É curioso que tenha sido Chico Buarque, figura de proa da MPB, quem primeiro detectou no rap uma novidade que vinha passando ao largo do cânone ditado pelo mercado. Chico, filho de Sérgio Buarque de Hollanda, conhece bem a dimensão de cordialidade da cultura brasileira, identificada no clássico Raízes do Brasil, de 1936. Trata-se de uma tradição que põe o sentimento à frente da razão, o afeto acima da lei, as convenções sobre a universalidade da norma. Os Racionais são, assumidamente, anticordiais.

Tem o momento da paz e a hora do conflito. Tem a arte que apazigua e a que enerva. Há a política da conciliação e a do confronto. Os Racionais representam o lado da afirmação, do conflito, da denúncia. Em suas canções, o universo é pobre, as pessoas sofrem discriminação, são negros, apanham da polícia. Mas reagem. Além da arte, que afronta os bons modos, há uma decisão consciente em arregimentar sua turma, apontar os inimigos, construir a reação. Não há nada mais distante dos Racionais MCs que a piedosa caridade cristã, a distribuir seus restos como dádivas e diminuir o outro na figura do carente. Carente é o cacete.
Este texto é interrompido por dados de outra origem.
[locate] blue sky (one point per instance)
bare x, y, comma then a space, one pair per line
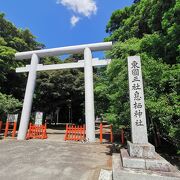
58, 23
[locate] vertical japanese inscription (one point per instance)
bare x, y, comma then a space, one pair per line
138, 117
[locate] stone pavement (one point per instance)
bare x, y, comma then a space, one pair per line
52, 159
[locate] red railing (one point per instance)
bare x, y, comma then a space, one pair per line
105, 129
9, 127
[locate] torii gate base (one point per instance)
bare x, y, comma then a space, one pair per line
88, 77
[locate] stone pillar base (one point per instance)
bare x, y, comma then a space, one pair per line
141, 150
123, 173
155, 164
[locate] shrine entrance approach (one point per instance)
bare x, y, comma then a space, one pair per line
87, 64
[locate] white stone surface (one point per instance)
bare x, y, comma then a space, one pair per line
27, 105
87, 64
141, 150
79, 64
89, 96
138, 116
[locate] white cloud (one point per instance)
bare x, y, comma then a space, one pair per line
82, 7
74, 20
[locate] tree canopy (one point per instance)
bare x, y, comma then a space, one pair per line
150, 29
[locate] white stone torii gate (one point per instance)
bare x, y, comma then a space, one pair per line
87, 63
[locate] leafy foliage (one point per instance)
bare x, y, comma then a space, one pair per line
149, 29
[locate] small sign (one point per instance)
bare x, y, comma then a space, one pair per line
38, 118
12, 117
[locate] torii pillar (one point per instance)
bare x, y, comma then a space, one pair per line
88, 77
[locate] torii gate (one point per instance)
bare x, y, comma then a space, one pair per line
87, 63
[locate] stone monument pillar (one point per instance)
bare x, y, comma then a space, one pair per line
139, 147
140, 153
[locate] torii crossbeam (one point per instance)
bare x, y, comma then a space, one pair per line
87, 64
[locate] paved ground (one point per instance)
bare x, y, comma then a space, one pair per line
52, 159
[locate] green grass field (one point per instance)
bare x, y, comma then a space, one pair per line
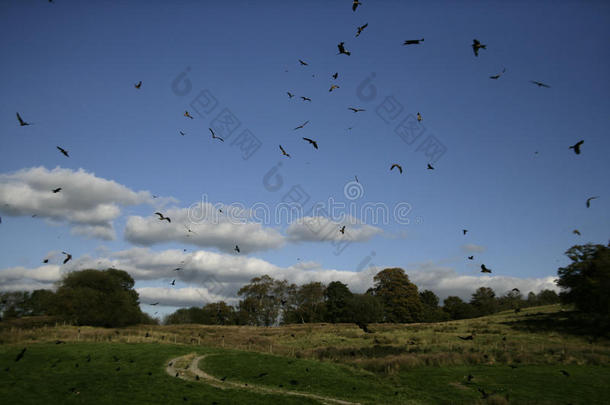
398, 364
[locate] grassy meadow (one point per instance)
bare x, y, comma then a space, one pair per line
512, 359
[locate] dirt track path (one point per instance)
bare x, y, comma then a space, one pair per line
186, 367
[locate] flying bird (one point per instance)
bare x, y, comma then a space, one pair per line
361, 28
302, 125
485, 269
214, 135
589, 200
576, 147
68, 257
496, 77
540, 84
314, 143
20, 355
342, 49
162, 217
476, 45
21, 121
284, 152
62, 150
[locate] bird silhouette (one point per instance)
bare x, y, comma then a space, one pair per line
162, 217
342, 49
68, 257
590, 199
20, 355
21, 121
284, 152
302, 125
311, 141
214, 135
476, 45
62, 150
396, 165
540, 84
361, 28
576, 147
496, 77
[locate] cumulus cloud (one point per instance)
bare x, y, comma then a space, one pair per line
87, 202
316, 229
208, 228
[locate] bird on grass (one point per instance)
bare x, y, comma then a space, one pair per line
540, 84
302, 125
590, 199
62, 150
284, 152
360, 29
21, 121
342, 49
397, 166
311, 141
162, 217
68, 257
576, 147
476, 45
214, 135
496, 77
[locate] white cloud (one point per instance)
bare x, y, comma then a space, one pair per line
316, 229
87, 202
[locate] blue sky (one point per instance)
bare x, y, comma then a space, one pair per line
70, 67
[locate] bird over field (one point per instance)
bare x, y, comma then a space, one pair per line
397, 166
576, 147
162, 217
476, 45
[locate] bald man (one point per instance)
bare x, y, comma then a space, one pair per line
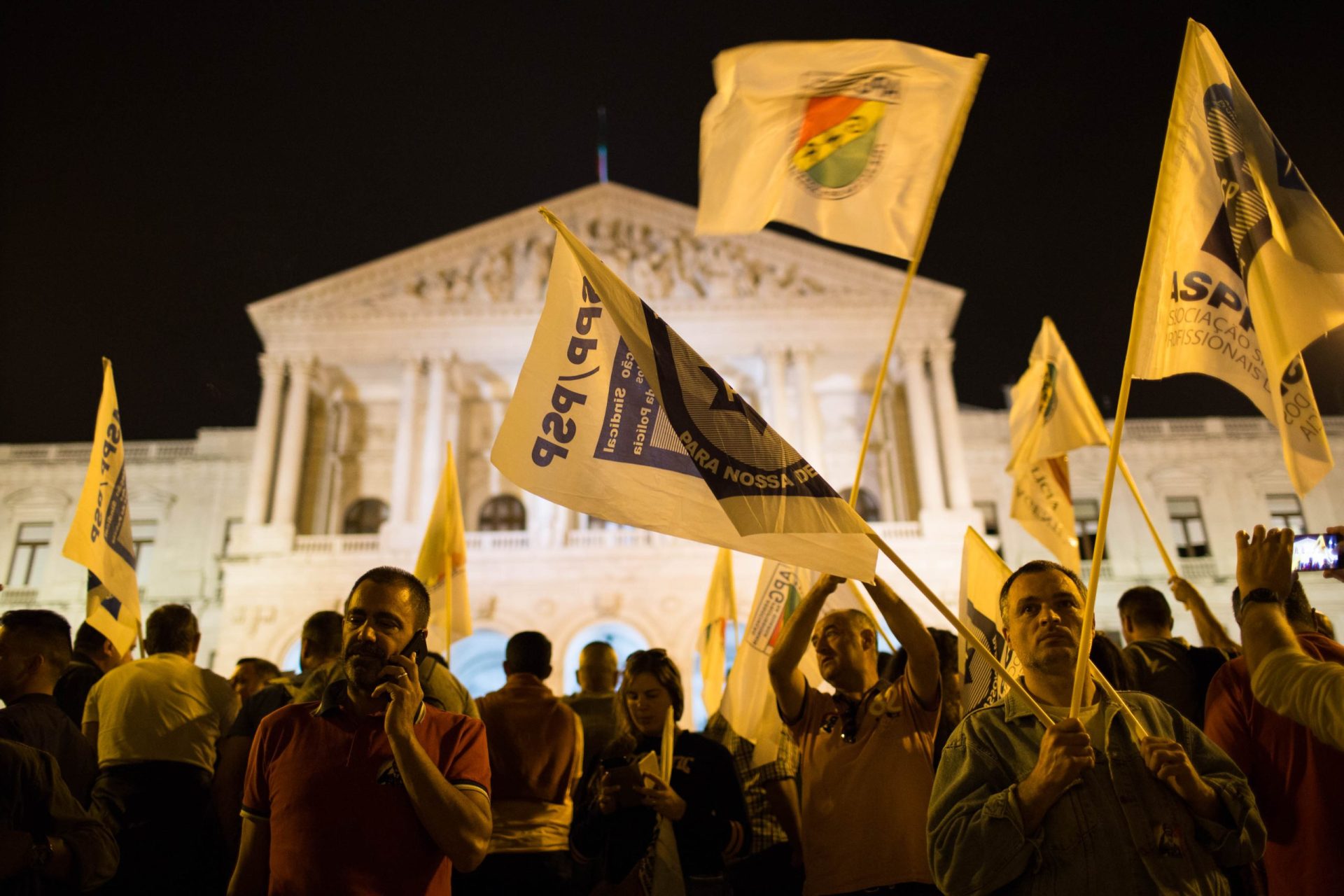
596, 700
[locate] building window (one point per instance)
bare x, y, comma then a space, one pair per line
365, 516
1086, 512
1187, 527
1285, 512
866, 507
143, 533
991, 512
503, 512
30, 555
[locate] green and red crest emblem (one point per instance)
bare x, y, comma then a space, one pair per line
839, 144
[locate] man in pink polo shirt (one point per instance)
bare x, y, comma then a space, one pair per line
867, 750
368, 790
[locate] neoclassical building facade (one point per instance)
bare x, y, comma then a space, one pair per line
368, 374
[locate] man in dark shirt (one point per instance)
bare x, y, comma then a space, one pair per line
93, 657
34, 649
596, 700
1160, 664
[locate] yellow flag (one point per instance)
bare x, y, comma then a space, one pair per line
100, 535
1243, 267
617, 416
983, 575
721, 606
442, 562
1053, 413
844, 139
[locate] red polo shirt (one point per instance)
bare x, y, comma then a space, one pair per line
340, 817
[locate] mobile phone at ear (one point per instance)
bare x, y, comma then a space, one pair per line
1316, 552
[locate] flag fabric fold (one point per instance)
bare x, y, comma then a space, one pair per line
711, 641
615, 415
442, 562
100, 533
983, 575
1243, 266
844, 139
1053, 413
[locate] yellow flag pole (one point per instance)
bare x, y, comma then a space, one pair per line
949, 155
972, 638
1142, 508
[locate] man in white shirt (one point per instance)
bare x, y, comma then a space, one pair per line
156, 724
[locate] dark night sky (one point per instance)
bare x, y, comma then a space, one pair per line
164, 164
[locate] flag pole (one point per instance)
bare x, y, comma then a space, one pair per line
972, 640
1142, 508
949, 155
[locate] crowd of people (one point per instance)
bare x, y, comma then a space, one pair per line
1219, 769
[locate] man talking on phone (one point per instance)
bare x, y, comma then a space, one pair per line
368, 790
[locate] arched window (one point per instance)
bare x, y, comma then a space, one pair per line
503, 512
866, 507
365, 516
624, 638
479, 662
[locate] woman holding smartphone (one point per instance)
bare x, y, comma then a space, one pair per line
616, 827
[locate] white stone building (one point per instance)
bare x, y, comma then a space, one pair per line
369, 372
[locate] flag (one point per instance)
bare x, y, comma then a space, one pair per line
615, 415
844, 139
1243, 267
100, 533
442, 561
1053, 413
749, 697
720, 608
983, 575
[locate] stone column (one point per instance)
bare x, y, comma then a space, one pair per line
432, 449
812, 429
292, 444
949, 426
264, 449
923, 430
405, 448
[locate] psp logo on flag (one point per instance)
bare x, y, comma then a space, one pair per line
839, 148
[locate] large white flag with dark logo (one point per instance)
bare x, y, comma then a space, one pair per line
1243, 266
1053, 413
983, 575
617, 416
846, 139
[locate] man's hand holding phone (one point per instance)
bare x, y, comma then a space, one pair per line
401, 687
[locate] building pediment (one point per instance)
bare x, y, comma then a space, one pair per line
500, 267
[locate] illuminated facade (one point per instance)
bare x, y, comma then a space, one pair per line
369, 372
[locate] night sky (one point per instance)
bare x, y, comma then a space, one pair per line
164, 164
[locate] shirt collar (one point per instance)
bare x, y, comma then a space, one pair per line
334, 701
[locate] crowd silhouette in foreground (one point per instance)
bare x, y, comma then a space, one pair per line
371, 770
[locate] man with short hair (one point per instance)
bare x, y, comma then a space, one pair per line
1160, 664
1297, 778
867, 751
34, 650
252, 675
1084, 805
596, 700
368, 790
93, 657
537, 757
156, 723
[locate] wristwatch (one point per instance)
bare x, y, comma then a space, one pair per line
41, 852
1260, 596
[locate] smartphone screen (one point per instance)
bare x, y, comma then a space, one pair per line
1316, 552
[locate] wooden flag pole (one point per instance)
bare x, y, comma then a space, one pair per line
949, 155
1142, 508
972, 638
1124, 707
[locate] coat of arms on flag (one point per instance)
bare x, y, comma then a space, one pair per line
839, 139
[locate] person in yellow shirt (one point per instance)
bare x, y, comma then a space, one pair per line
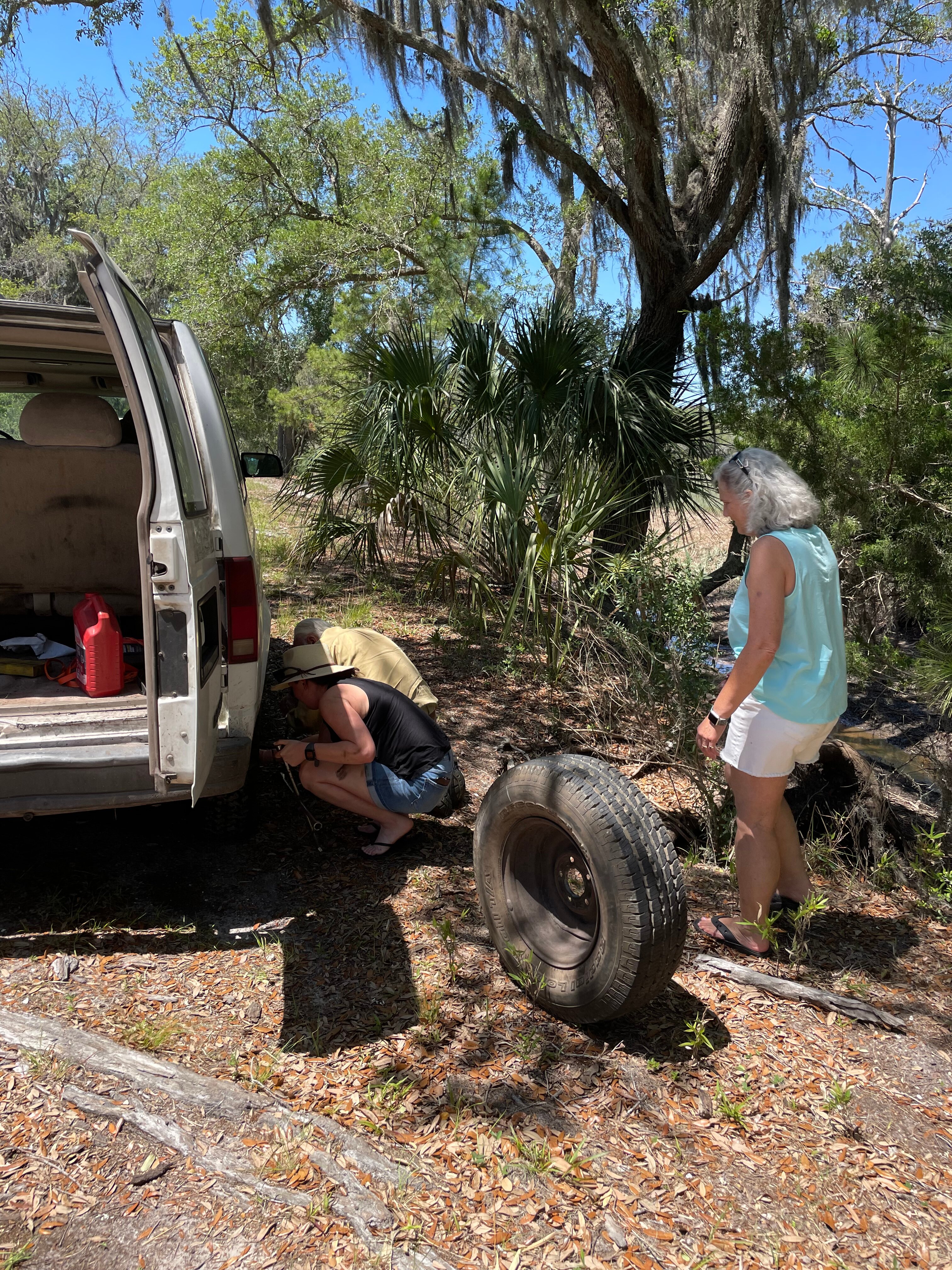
374, 657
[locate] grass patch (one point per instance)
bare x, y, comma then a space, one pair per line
389, 1091
17, 1258
150, 1037
46, 1065
360, 614
535, 1158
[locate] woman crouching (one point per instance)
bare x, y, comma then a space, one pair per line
376, 753
787, 688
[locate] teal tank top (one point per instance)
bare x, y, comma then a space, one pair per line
807, 683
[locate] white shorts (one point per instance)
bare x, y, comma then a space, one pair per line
761, 743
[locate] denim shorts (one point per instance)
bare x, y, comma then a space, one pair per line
422, 794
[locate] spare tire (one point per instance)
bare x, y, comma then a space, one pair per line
581, 887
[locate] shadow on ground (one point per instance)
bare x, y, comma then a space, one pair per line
155, 881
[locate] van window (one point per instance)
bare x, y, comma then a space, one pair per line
183, 445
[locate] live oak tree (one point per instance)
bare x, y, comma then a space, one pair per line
687, 125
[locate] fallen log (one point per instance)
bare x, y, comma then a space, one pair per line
158, 1076
791, 991
228, 1159
360, 1207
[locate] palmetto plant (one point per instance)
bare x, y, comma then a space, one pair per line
511, 465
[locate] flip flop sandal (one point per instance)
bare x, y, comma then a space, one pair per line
727, 936
393, 848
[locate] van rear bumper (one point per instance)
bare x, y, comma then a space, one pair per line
49, 780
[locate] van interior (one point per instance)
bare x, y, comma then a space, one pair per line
70, 488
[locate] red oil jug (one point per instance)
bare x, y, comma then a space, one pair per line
98, 647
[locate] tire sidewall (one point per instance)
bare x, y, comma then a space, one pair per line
581, 987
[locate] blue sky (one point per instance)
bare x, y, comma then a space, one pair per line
53, 55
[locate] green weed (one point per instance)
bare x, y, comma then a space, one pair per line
930, 865
17, 1256
729, 1110
884, 874
428, 1015
150, 1037
46, 1065
697, 1041
535, 1158
388, 1093
360, 614
838, 1099
447, 938
802, 920
529, 973
527, 1043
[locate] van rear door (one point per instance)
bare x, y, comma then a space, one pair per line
184, 549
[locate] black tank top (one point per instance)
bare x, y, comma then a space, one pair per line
408, 741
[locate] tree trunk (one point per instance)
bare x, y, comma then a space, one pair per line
733, 564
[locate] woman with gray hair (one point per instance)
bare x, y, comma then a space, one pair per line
787, 688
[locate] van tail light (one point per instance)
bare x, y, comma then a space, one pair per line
242, 603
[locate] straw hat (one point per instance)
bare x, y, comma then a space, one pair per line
308, 662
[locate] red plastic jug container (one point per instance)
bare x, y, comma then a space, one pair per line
98, 647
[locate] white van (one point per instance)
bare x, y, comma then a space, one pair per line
120, 475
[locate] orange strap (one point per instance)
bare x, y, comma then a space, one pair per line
68, 675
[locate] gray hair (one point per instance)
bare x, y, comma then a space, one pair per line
309, 626
780, 500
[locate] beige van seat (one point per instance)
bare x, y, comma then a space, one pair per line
69, 498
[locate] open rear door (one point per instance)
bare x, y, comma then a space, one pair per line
183, 548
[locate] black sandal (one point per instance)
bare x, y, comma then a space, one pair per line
727, 936
391, 846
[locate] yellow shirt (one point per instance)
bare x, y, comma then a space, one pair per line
375, 657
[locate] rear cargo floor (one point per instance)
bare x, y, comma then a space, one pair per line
20, 693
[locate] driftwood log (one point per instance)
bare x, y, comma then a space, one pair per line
228, 1159
791, 991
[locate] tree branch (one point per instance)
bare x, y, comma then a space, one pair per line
912, 497
497, 94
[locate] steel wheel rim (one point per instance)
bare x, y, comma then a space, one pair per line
550, 893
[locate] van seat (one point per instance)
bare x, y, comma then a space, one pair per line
70, 496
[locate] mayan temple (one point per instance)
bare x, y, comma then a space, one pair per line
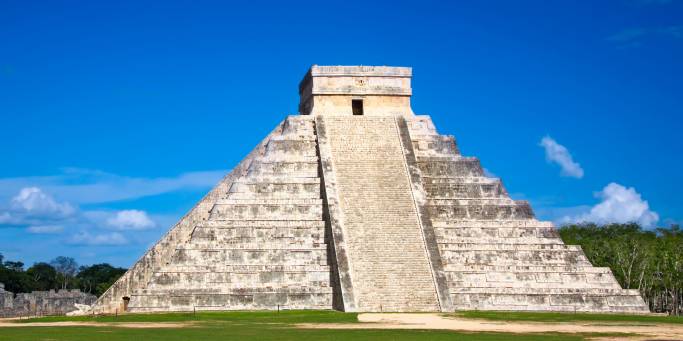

A música dos Racionais, sem negar o internacionalismo que se alimenta da música americana, tem sabedoria que brota dos ritmos brasileiros, com Tim e Bens e tais. Mano Brown, quando todos se acostumaram com sua recusa do sistema, foi capaz de driblar as barreiras e invadir a festa. É hoje uma referência cultural incontornável, que está onde está para incomodar enquanto o mal-estar for uma atitude de protesto. A beleza de suas letras e a força das batidas são o veículo de uma política que se realiza como arte. Ou o contrário. Os Racionais são preto no branco.